Dermatofibrosarcoma protuberans: a clinicopathological, immunohistochemical, genetic (COL1A1-PDGFB), and therapeutic study of low-grade versus high-grade (fibrosarcomatous) tumors.

摘要

BACKGROUND: Dermatofibrosarcoma protuberans (DFSP) is an uncommon cutaneous tumor, usually low grade, except for the fibrosarcomatous variant (DFSP-FS). OBJECTIVES: We sought to compare the clinicopathological, immunohistochemical, genetic, and therapeutic features between DFSP and DFSP-FS. METHODS: The clinicopathological features were reviewed in 63 DFSP and 12 DFSP-FS. Immunohistochemistry and multiplex reverse transcriptase-polymerase chain reaction were carried out using formalin-fixed, paraffin-embedded tissue, using specific primers for collagen type I alpha 1 (COL1A1) and platelet-derived growth factor beta (PDGFB). RESULTS: DFSP-FS was associated with tumor history longer than 5 years (P = .009), tumor size greater than 4 cm (P = .001), more stages of modified Mohs micrographic surgery (P = .005), expansive subcutaneous infiltration (P = .005), muscular invasion (P = .0001), absence of CD34 staining (P = .018), p53 positivity (P = .006), and increased proliferative activity (P = .004) compared with DFSP. The COL1A1-PDGFB fusion transcript was found in 100% DFSP-FS and 72% DFSP. No association was found between the different COL1A1-PDGFB fusion transcripts and the different histologic subtypes. Wide local excision (2 cm) was performed in 47% of cases and modified Mohs micrographic surgery in 53%. After a mean follow-up of 73 months (range 21-235), 6 patients had local recurrence (5 DFSP, 1 DFSP-FS) and one died of disease (DFSP-FS). The only factor related to local recurrence was the type of surgery (17% wide local excision vs 0% modified Mohs micrographic surgery) (P = .006). LIMITATIONS: Our study is retrospective.

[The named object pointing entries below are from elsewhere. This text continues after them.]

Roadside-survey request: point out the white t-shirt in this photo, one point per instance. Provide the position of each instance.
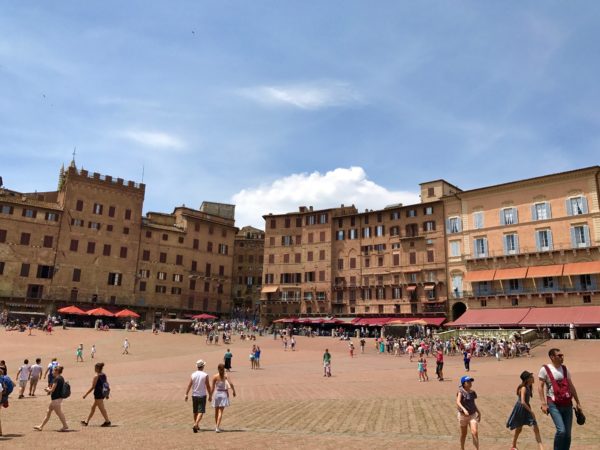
(36, 371)
(199, 383)
(556, 373)
(24, 372)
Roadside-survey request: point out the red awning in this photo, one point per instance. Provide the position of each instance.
(554, 270)
(480, 275)
(582, 268)
(511, 274)
(492, 318)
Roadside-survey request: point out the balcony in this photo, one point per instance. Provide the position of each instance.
(528, 251)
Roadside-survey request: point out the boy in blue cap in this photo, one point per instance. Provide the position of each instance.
(468, 413)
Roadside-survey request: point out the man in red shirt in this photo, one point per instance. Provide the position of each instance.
(439, 365)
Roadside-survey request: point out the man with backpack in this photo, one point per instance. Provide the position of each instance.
(60, 390)
(557, 392)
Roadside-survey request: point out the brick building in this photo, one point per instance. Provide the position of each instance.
(87, 243)
(526, 243)
(338, 261)
(247, 271)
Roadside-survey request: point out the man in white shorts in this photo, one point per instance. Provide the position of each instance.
(200, 388)
(23, 377)
(36, 373)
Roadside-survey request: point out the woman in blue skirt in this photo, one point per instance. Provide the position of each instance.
(522, 414)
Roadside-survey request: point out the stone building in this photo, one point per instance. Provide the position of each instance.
(532, 242)
(88, 244)
(247, 272)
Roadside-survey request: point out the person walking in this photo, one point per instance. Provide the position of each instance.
(36, 373)
(522, 414)
(101, 392)
(220, 386)
(55, 392)
(200, 389)
(79, 353)
(469, 415)
(326, 363)
(227, 360)
(439, 364)
(557, 391)
(23, 375)
(50, 371)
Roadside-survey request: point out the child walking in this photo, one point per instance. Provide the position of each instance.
(522, 414)
(469, 415)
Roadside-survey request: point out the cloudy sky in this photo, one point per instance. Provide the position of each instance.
(272, 105)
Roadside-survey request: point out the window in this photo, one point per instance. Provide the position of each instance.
(454, 248)
(543, 240)
(478, 220)
(48, 240)
(453, 225)
(508, 216)
(480, 249)
(577, 206)
(541, 211)
(114, 279)
(580, 236)
(24, 270)
(45, 271)
(511, 244)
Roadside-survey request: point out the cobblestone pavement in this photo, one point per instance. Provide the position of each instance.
(371, 400)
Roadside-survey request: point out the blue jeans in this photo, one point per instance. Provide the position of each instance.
(562, 416)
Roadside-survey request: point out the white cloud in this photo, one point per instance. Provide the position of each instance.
(154, 139)
(309, 96)
(340, 186)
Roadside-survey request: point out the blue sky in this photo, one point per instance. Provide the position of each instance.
(273, 104)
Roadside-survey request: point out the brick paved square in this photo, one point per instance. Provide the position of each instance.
(370, 401)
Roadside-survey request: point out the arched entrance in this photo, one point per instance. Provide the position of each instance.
(458, 310)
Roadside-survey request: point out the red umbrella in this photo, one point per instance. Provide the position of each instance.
(71, 310)
(204, 316)
(100, 312)
(127, 313)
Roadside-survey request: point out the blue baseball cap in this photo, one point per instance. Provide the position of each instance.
(466, 378)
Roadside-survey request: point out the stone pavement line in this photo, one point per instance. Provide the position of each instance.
(371, 401)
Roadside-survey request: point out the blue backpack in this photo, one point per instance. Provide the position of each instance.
(7, 388)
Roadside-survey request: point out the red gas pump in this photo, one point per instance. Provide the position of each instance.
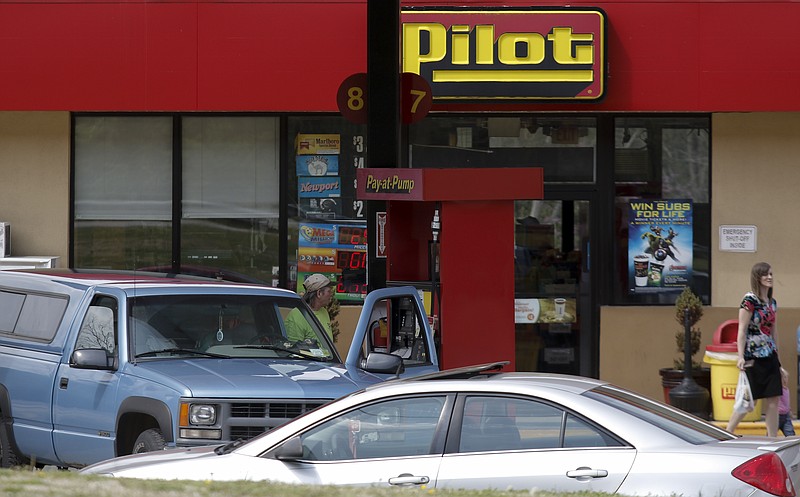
(450, 233)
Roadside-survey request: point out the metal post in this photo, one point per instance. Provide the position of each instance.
(383, 113)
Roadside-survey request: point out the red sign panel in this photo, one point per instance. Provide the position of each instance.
(507, 54)
(389, 184)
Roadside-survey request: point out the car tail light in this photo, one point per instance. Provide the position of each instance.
(766, 472)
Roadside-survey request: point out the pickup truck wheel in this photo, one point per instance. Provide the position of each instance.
(8, 458)
(149, 441)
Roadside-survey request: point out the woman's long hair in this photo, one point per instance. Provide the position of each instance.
(760, 269)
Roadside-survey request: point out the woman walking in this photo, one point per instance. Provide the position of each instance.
(757, 348)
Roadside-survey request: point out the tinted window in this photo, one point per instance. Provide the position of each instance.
(504, 423)
(394, 428)
(10, 307)
(667, 418)
(226, 325)
(34, 316)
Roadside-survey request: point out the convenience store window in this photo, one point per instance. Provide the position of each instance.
(662, 208)
(200, 190)
(326, 224)
(123, 191)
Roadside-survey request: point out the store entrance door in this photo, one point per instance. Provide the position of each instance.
(553, 303)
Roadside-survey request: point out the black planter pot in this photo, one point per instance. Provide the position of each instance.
(670, 378)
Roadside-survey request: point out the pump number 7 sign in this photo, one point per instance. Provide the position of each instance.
(415, 98)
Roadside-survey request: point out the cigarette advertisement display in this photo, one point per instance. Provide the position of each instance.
(339, 251)
(659, 245)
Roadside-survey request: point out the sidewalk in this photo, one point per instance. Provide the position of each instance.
(754, 428)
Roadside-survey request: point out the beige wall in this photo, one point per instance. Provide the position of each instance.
(755, 173)
(34, 182)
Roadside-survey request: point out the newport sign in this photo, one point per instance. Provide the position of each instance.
(506, 54)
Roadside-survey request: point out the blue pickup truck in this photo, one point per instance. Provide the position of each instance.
(95, 365)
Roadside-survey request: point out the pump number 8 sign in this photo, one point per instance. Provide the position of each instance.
(415, 98)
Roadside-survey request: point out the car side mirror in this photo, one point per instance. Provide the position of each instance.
(92, 359)
(291, 450)
(381, 362)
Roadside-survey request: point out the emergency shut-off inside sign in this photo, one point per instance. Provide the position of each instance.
(737, 238)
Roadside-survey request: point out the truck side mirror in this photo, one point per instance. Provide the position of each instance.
(92, 359)
(381, 362)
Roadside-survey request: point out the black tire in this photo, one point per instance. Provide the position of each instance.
(8, 456)
(149, 441)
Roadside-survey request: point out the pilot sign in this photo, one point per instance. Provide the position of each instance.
(506, 54)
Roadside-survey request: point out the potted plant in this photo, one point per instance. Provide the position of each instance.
(671, 377)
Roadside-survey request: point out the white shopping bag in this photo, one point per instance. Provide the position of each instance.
(743, 400)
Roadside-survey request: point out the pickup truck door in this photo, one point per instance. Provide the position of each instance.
(85, 396)
(393, 320)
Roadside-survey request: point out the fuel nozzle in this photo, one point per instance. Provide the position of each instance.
(436, 225)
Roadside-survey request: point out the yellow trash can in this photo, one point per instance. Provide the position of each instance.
(724, 378)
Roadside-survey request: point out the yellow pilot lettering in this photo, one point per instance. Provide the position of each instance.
(522, 50)
(507, 48)
(412, 35)
(563, 39)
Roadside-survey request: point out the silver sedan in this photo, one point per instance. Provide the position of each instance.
(478, 428)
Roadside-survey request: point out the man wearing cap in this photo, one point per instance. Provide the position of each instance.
(319, 292)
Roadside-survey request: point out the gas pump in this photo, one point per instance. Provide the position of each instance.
(433, 264)
(450, 233)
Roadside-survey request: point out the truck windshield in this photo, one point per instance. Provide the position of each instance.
(225, 326)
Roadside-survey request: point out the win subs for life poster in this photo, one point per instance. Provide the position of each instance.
(659, 245)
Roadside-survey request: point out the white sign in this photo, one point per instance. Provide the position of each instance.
(736, 238)
(380, 245)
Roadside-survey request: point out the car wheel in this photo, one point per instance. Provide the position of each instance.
(8, 458)
(149, 441)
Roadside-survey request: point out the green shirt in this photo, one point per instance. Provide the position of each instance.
(299, 329)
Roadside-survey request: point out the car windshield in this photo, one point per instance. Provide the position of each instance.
(669, 419)
(225, 326)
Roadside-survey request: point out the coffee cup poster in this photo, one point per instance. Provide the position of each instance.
(659, 245)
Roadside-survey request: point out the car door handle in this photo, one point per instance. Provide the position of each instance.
(407, 479)
(585, 474)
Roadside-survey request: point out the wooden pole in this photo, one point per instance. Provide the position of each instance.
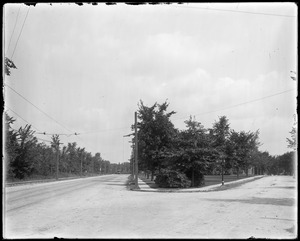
(136, 151)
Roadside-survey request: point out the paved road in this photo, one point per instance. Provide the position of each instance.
(102, 207)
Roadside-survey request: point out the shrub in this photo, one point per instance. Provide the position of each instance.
(198, 177)
(172, 179)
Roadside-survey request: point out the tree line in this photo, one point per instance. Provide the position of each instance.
(26, 158)
(181, 158)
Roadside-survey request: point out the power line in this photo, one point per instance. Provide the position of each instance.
(233, 106)
(60, 134)
(22, 118)
(236, 11)
(104, 130)
(20, 32)
(13, 29)
(37, 107)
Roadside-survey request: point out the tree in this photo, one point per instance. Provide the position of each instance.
(155, 135)
(219, 135)
(23, 165)
(55, 145)
(11, 146)
(292, 143)
(196, 153)
(243, 145)
(8, 65)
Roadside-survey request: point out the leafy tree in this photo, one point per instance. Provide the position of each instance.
(11, 145)
(8, 65)
(155, 135)
(243, 145)
(196, 153)
(292, 143)
(23, 165)
(286, 163)
(219, 135)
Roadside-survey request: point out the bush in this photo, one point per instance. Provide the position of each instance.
(172, 179)
(198, 177)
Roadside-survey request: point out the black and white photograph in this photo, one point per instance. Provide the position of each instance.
(150, 120)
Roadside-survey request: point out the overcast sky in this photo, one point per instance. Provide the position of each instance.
(88, 66)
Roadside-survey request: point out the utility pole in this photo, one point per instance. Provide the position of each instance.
(57, 169)
(136, 151)
(81, 166)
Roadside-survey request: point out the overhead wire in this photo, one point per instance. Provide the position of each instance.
(37, 108)
(244, 103)
(236, 11)
(22, 118)
(20, 32)
(13, 29)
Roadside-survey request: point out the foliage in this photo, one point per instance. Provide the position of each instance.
(25, 153)
(242, 144)
(172, 179)
(8, 65)
(155, 135)
(292, 143)
(11, 145)
(25, 158)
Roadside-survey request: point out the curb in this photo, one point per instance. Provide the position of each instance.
(10, 184)
(212, 188)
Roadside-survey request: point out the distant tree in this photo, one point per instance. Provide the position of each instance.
(286, 163)
(8, 65)
(11, 146)
(243, 145)
(155, 135)
(196, 152)
(23, 164)
(219, 135)
(292, 143)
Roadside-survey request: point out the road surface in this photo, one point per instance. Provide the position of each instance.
(102, 207)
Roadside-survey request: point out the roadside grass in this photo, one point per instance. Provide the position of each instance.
(234, 184)
(38, 179)
(130, 184)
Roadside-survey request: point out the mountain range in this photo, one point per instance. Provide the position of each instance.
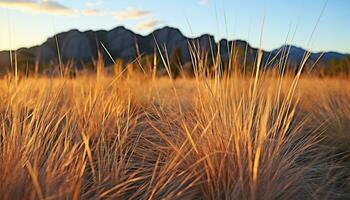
(120, 42)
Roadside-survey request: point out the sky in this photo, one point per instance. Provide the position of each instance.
(317, 25)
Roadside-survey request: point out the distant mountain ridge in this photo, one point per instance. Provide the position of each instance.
(121, 43)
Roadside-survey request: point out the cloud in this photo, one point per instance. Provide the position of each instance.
(93, 3)
(132, 13)
(147, 24)
(37, 6)
(204, 2)
(92, 12)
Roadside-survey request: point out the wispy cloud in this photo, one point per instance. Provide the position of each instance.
(93, 3)
(204, 2)
(132, 13)
(150, 24)
(38, 6)
(93, 12)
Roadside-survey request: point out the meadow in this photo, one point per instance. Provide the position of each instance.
(264, 136)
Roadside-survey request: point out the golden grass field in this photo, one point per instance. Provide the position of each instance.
(200, 138)
(264, 136)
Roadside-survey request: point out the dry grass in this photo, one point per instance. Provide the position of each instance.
(230, 137)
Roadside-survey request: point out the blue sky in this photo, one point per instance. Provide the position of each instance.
(29, 22)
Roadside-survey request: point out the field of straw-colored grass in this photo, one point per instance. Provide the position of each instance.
(201, 138)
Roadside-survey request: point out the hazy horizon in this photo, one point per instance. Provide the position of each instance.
(28, 22)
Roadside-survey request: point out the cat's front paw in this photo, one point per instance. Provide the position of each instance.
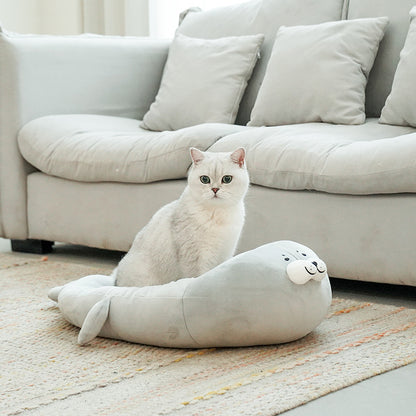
(301, 271)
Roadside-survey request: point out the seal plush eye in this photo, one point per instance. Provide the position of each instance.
(205, 179)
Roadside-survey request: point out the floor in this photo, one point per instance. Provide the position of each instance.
(392, 393)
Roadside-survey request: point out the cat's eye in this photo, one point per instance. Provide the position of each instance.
(205, 179)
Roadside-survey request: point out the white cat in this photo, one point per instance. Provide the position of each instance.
(195, 233)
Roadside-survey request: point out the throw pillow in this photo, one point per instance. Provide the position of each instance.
(203, 81)
(319, 73)
(400, 107)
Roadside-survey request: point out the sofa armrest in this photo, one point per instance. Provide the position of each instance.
(42, 75)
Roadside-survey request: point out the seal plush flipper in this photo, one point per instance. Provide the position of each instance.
(94, 321)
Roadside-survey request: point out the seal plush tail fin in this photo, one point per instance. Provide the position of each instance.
(94, 321)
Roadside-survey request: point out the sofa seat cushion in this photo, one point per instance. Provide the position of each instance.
(92, 148)
(365, 159)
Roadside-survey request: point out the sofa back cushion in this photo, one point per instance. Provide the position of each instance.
(381, 76)
(258, 16)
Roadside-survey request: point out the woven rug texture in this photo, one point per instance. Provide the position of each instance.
(45, 372)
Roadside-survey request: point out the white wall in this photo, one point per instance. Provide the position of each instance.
(159, 18)
(65, 17)
(14, 19)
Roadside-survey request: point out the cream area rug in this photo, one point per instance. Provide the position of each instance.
(45, 372)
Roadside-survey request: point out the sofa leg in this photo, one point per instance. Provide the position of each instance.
(32, 246)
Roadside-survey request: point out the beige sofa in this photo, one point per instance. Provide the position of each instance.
(76, 167)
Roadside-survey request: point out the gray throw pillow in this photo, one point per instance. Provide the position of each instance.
(319, 73)
(203, 81)
(400, 107)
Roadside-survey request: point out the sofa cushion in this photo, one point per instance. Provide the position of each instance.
(203, 81)
(364, 159)
(400, 106)
(94, 148)
(381, 76)
(319, 73)
(258, 16)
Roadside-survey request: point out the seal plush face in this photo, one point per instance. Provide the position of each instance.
(303, 264)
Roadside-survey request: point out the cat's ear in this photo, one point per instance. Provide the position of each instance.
(197, 155)
(238, 156)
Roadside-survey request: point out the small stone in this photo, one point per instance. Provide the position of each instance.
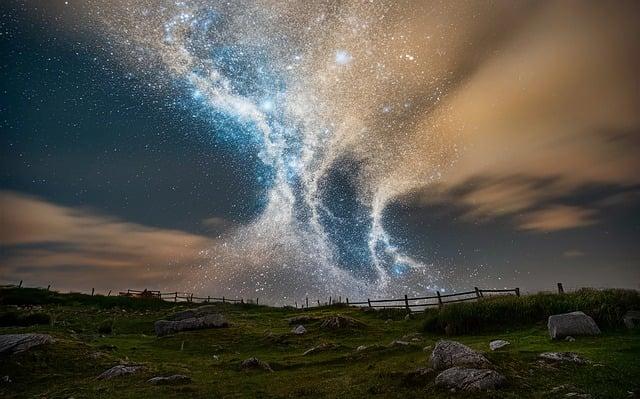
(448, 354)
(119, 370)
(253, 363)
(470, 379)
(175, 379)
(562, 357)
(299, 330)
(498, 343)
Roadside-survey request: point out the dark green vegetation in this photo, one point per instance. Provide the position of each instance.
(212, 358)
(492, 314)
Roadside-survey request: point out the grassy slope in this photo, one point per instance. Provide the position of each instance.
(69, 367)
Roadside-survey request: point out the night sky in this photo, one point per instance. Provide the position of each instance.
(285, 149)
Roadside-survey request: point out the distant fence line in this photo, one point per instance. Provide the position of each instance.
(408, 303)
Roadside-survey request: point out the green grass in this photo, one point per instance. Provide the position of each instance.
(493, 313)
(211, 358)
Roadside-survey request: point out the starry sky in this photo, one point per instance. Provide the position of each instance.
(283, 149)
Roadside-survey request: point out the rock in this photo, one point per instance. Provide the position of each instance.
(470, 379)
(299, 330)
(448, 354)
(119, 370)
(339, 322)
(562, 357)
(319, 348)
(165, 327)
(175, 379)
(302, 319)
(631, 319)
(16, 343)
(498, 343)
(574, 323)
(253, 363)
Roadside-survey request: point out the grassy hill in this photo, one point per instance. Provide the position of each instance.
(96, 333)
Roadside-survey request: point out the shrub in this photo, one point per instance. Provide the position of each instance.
(494, 313)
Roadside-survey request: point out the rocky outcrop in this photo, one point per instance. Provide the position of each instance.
(466, 379)
(119, 371)
(299, 330)
(165, 327)
(16, 343)
(498, 343)
(175, 379)
(573, 324)
(449, 354)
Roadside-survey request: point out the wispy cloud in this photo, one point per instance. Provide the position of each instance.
(44, 243)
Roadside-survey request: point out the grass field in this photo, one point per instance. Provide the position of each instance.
(68, 367)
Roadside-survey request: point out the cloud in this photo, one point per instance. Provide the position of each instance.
(44, 243)
(555, 218)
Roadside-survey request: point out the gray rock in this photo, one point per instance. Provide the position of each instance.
(175, 379)
(299, 330)
(562, 357)
(119, 370)
(498, 343)
(631, 319)
(165, 327)
(449, 354)
(16, 343)
(470, 379)
(319, 348)
(339, 322)
(253, 363)
(302, 319)
(574, 323)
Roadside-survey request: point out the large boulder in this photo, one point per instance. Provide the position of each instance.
(470, 379)
(571, 324)
(165, 327)
(16, 343)
(448, 354)
(631, 319)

Prospective studies are necessary to confirm our results. CONCLUSIONS: DFSP-FS reflects tumor progression in DFSP, with larger size, particular invasive patterns, p53 expression, and increased proliferative activity. However, as in low-grade DFSP, appropriate surgery permits a tumor-free excision. COL1A1-PDGFB is a useful tool for diagnosis of DFSP and particularly for DFSP-FS.